Ardis Hoeven, president of the American Medical Association, said the proposal was "an encouraging development" and "a pivotal step" to stabilizing Medicare.

"AMA is currently analyzing the recently released summary, and looks forward to continuing the constructive, bipartisan dialogue that has characterized this process as preparations are made for moving legislation forward," Hoeven said in a statement.

The American College of Radiology and the Medical Imaging and Technology Alliance both released statements cheering a provision in the framework that would deny payment to imaging providers who do not consult appropriateness criteria for advanced imaging services.
Under the discussion draft outline, physicians could either stay in Medicare's traditional fee-for-service system or move to alternative payment models.

Providers who stayed in fee-for-service would have their payment rates frozen for 10 years, although they would be able to get incentive payments for participation in a comprehensive, value-based quality program.

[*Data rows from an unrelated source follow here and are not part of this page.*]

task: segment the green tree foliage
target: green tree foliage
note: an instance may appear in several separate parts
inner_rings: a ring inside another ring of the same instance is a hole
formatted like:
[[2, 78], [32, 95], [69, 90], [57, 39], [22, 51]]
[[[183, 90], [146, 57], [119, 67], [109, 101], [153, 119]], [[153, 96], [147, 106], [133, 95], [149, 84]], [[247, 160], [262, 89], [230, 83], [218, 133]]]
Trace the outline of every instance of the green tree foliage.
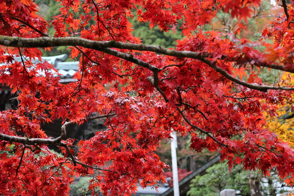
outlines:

That program would consolidate Medicare's three existing quality programs into a single, budget-neutral program that would give higher payments to providers who give high-quality, high-value care. Aides said the performance period for that program would likely begin in 2015, with incentive payments starting in 2017.

The 10-year freeze on payment rates should help keep the framework's cost down, one aide said, adding that a 1 percent annual increase could cost about $180 billion over 10 years. The House Energy and Commerce bill would give physicians automatic payment updates of 0.5 percent over five years, which the CBO said would cost $63.5 billion.

The framework also would create new payment codes for services given to patients with complex chronic care needs, set a target for correcting misvalued services in the physician fee schedule, and introduce physician-developed guidelines to reduce inappropriate care.

Under the framework, physicians who receive a significant portion of their revenue from alternative payment models in which they assumed some financial risk would also be eligible for bonus payments. The alternative payment models could include patient-centered medical homes, accountable care organizations, and bundled payment models.

In 2016 and 2017, providers would need to receive at least 25 percent of their Medicare revenue through the alternative payment model to receive a 5 percent bonus. That threshold would increase over time.

In addition, those physicians would be exempt from having their performance judged under the value-based quality program.

The framework also would expand data available for quality improvement activities and the information on quality, utilization, and transparency on the Physician Compare site for Medicare beneficiaries.

West Virginia Democrat Jay Rockefeller, chairman of the Finance panel's Health Care Subcommittee, proposed as an offset his legislation (S 740) that would require drug companies to provide rebates to the federal government on drugs used by beneficiaries eligible for both Medicare and Medicaid. The CBO found that measure would save $141.2 billion over 10 years.